Monsieur le rapporteur général, les auditions ont montré que la politique du livre était presque un exemple de décentralisation. Avec les contrats de filière, l'État et les régions se coordonnent, localement, avec des professionnels passionnés, pour viser la plus grande efficacité possible. Cela devrait servir d'exemple pour d'autres thématiques.

La politique du livre est une action majeure dans nos territoires. Qui n'a pas son salon littéraire, son salon du livre jeune, ou autre ? Les bibliothèques évoluent aussi, comme les librairies. Elles deviennent de plus en plus des lieux de vie, parfois avec les moyens du bord. Ce n'est pas forcément dans les grandes communes que l'on trouve les initiatives les plus originales. De plus, la bibliothèque est un endroit de convergence intergénérationnelle. Patrimoine historique majeur, elle est aussi un creuset culturel. Cette réalité est vécue dans tous les territoires, urbains comme très ruraux.

Concernant la TVA, je faisais un constat sur les différences de consommation selon les déciles de revenus. En outre, il faut avoir à l'esprit que les plus riches ne se tournent pas forcément vers le même genre de livre que les moins aisés. Aucune offre de TVA différentielle n'est à l'étude.

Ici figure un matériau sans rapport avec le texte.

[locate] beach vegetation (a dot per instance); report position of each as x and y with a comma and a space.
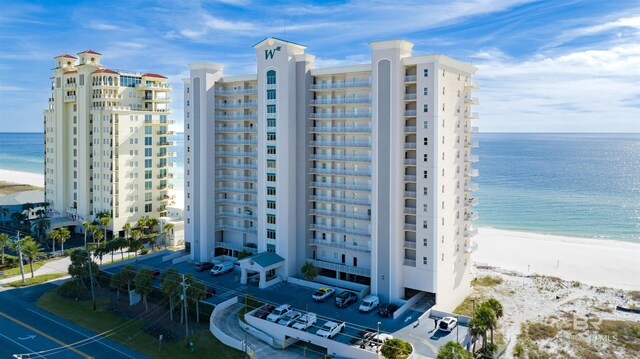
486, 281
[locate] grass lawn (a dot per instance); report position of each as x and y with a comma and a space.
36, 280
81, 313
16, 271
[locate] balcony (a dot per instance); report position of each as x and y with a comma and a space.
350, 215
340, 229
249, 217
241, 202
342, 200
236, 178
236, 117
236, 153
340, 101
339, 129
248, 104
236, 228
341, 245
234, 247
241, 190
235, 129
409, 262
409, 194
340, 144
339, 158
340, 172
410, 78
249, 91
471, 101
472, 85
410, 227
409, 178
235, 141
340, 267
342, 85
347, 115
345, 186
246, 166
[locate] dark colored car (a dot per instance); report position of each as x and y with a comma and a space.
345, 298
387, 309
201, 267
210, 292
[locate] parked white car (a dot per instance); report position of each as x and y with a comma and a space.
279, 312
369, 303
289, 318
447, 324
305, 322
330, 329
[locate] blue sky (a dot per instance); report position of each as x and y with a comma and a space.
544, 66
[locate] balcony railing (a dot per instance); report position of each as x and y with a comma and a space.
341, 245
341, 101
236, 117
340, 267
341, 85
339, 158
346, 186
340, 229
342, 200
340, 143
345, 172
350, 215
321, 115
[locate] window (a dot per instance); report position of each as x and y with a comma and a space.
271, 77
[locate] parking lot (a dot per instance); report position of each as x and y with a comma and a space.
228, 285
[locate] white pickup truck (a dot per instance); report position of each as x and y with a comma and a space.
305, 322
331, 329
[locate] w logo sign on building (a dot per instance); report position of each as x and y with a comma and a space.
268, 54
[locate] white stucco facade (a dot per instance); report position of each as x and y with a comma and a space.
364, 171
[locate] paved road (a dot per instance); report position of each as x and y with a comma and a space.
26, 329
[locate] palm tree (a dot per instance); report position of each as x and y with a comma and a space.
4, 211
86, 225
196, 292
169, 282
63, 235
4, 241
144, 285
31, 250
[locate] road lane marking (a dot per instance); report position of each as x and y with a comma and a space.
99, 341
44, 335
28, 349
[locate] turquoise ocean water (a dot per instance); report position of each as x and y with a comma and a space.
583, 185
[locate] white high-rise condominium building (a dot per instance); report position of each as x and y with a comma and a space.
106, 141
364, 171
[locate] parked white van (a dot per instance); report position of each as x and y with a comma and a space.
222, 268
369, 303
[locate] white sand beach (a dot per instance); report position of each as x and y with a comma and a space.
33, 179
602, 263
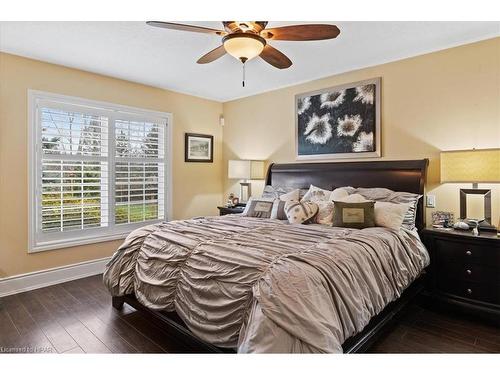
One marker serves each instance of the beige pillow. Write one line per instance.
(300, 212)
(325, 213)
(290, 196)
(390, 215)
(354, 215)
(315, 194)
(339, 194)
(354, 198)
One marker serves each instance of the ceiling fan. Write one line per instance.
(245, 40)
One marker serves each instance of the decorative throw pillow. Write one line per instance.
(354, 215)
(259, 207)
(325, 213)
(290, 196)
(278, 211)
(390, 215)
(300, 212)
(339, 194)
(353, 198)
(387, 195)
(315, 194)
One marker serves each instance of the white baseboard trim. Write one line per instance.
(39, 279)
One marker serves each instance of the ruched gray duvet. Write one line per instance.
(262, 285)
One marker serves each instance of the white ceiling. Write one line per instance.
(167, 59)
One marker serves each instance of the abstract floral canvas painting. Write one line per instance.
(339, 122)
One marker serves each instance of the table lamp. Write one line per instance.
(475, 166)
(245, 170)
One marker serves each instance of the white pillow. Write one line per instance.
(338, 194)
(300, 212)
(390, 215)
(353, 198)
(290, 196)
(315, 194)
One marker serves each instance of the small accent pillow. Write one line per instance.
(259, 207)
(300, 212)
(278, 211)
(339, 194)
(325, 213)
(387, 195)
(277, 191)
(315, 194)
(353, 198)
(390, 215)
(354, 215)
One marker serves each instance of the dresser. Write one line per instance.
(465, 271)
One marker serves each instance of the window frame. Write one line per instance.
(113, 112)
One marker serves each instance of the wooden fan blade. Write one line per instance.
(212, 55)
(182, 27)
(276, 58)
(302, 32)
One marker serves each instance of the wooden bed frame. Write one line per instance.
(403, 175)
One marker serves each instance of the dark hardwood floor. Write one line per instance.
(77, 317)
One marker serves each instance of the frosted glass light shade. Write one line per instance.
(239, 169)
(243, 47)
(470, 166)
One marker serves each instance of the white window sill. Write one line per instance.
(89, 239)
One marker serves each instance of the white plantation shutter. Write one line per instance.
(139, 171)
(98, 172)
(74, 170)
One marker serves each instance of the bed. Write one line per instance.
(260, 285)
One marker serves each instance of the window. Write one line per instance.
(97, 170)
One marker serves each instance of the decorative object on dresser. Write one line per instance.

J'en viens à la taxation du numérique. La production de titres numériques a crû de 124 % en dix ans. Certes, elle partait de très bas. Le nombre de livres numériques représente environ la moitié du stock de livres physiques. Les ventes en ligne de livres sont stables, comprises entre 18 % et 20 % depuis dix ans. La TVA appliquée au livre numérique est, comme pour le livre physique, à 5,5 %.

Madame Lavarde, ce qui ressort du rapport est plutôt positif, mais il y a certainement des améliorations à apporter, notamment en matière d'organisation.

Contrairement à ce que l'on pourrait croire, l'économie du livre est la première économie culturelle, en chiffre d'affaires. Cependant, pour éviter un effet de saupoudrage, des progrès pourraient être effectués. Il reste néanmoins que les sommes d'argent public consacrées à cette politique, quoiqu'importantes, forment en réalité l'épaisseur du trait par rapport à ce que l'on voit dans d'autres domaines.

Nous veillerons à parfaire l'organisation. J'espère que ce rapport constituera une contribution intéressante à cet égard.

La commission a adopté les recommandations du rapporteur spécial et autorisé la publication de sa communication sous la forme d'un rapport d'information.